THIS ANNOUNCEMENT AND THE INFORMATION CONTAINED HEREIN IS RESTRICTED AND IS
NOT FOR PUBLICATION, RELEASE, DISTRIBUTION OR FORWARDING, DIRECTLY OR
INDIRECTLY, IN WHOLE OR IN PART, IN OR INTO THE UNITED STATES, AUSTRALIA,
CANADA, THE REPUBLIC OF SOUTH AFRICA, JAPAN OR ANY OTHER JURISDICTION IN WHICH
SUCH PUBLICATION, RELEASE OR DISTRIBUTION WOULD BE UNLAWFUL.

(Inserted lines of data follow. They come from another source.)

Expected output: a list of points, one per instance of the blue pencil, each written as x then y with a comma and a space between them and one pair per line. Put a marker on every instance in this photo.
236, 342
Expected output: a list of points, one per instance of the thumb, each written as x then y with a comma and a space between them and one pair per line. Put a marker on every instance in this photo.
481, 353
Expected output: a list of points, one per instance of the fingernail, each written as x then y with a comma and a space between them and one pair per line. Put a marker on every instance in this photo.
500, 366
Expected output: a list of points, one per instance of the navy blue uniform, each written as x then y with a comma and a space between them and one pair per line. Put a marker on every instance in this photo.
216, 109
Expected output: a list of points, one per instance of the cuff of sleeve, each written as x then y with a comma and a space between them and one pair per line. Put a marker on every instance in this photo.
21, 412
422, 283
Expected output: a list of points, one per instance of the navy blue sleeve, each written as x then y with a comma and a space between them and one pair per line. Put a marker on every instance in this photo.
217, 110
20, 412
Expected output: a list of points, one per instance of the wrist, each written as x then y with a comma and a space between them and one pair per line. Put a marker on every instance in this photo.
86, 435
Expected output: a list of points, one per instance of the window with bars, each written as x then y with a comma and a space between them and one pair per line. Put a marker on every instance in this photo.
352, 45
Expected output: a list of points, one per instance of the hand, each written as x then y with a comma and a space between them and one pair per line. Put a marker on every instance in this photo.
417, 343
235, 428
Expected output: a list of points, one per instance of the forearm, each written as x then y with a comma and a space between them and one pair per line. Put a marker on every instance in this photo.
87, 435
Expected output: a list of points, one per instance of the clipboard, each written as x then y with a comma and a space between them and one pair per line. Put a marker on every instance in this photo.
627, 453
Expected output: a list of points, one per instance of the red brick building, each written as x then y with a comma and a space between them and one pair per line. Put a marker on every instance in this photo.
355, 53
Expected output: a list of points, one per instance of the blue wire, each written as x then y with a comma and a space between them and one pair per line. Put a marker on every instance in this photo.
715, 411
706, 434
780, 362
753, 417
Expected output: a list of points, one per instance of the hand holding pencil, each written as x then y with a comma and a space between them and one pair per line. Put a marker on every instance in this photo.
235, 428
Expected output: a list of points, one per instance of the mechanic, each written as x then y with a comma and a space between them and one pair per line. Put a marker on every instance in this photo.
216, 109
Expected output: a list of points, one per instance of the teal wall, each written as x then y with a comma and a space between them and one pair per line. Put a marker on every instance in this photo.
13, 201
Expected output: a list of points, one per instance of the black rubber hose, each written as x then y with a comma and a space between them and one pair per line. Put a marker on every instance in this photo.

FURTHER, THIS ANNOUNCEMENT IS FOR INFORMATION PURPOSES ONLY AND IS NOT AN
OFFER OF SECURITIES IN ANY JURISDICTION.

THIS ANNOUNCEMENT CONTAINS INSIDE INFORMATION.

For immediate release

19 July 2023

ARGO BLOCKCHAIN PLC

("Argo" or "the Company")

Result of Placing

 

Argo Blockchain PLC, a global leader in cryptocurrency mining (LSE: ARB;
NASDAQ: ARBK), announces the successful pricing of the non-pre-emptive placing
of new ordinary shares of £0.001 each in the capital of the Company
("Ordinary Shares") following yesterday's announcement (the "Placing").

 

A total of 51,340,000 new Ordinary Shares (the "Placing Shares") have been
placed with institutional investors by Tennyson Securities (a trading name of
Shard Capital Partners LLP) ("Tennyson) at the previously announced price of
10 pence per Placing Share (the "Placing Price") raising gross proceeds of
approximately £5.134 million.

 

Concurrently with the Placing, retail investors have subscribed in the
separate offer made by the Company via the PrimaryBid platform for a total of
6,160,000 new Ordinary Shares (the "Retail Offer Shares") at the Placing Price
(the "Retail Offer") raising gross proceeds of approximately £616,000.

 

Together, the Placing and Retail Offer (together, the "Capital Raise") was
oversubscribed by both new and existing shareholders, and the Capital Raise in
aggregate comprised 57,500,000 new Ordinary Shares, and will raise gross
proceeds of approximately £5.75 million. The Placing Price represents a
discount of approximately 14 per cent. to the 30 trading day VWAP of the
Company's existing ordinary shares for the period ended on 18 July 2023, and a
discount of 25.92 per cent. to the closing mid-price of the Company's ordinary
shares on 18 July 2023. The Placing Shares and the Retail Offer Shares
(together, the "New Ordinary Shares") being issued together represent
approximately 12.03 per cent. of the existing issued ordinary share capital of
the Company prior to the Placing and Retail Offer.

 

Applications have been made to the Financial Conduct Authority (the "FCA") and
London Stock Exchange plc (the "LSE") respectively for the admission of the
New Ordinary Shares to the standard listing segment of the Official List of
the FCA and to trading on the main market for listed securities of the LSE
(together, "Admission"). It is expected that Admission will become effective
on or before 8.00 a.m. on 24 July 2023. The Placing and the Retail Offer are
conditional upon, amongst other things, Admission becoming effective and upon
the placing agreement between Tennyson and the Company not being terminated
in accordance with its terms.

 

The New Ordinary Shares will, when issued, be credited as fully paid and will
rank pari passu in all respects with each other and with the existing
Ordinary Shares, including, without limitation, the right to receive all
dividends and other distributions declared, made or paid after the date of
issue.

 

Following Admission, the total number of Ordinary Shares in issue in Company
will be 535,325,166. The Company does not hold any shares in treasury, and
therefore the total number of voting rights in the Company will be 535,325,166
following Admission, and this figure may be used by shareholders as the
denominator for the calculations by which they will determine if they are
required to notify their interest in, or a change to their interest in, the
Company under the FCA's Disclosure Guidance and Transparency Rules.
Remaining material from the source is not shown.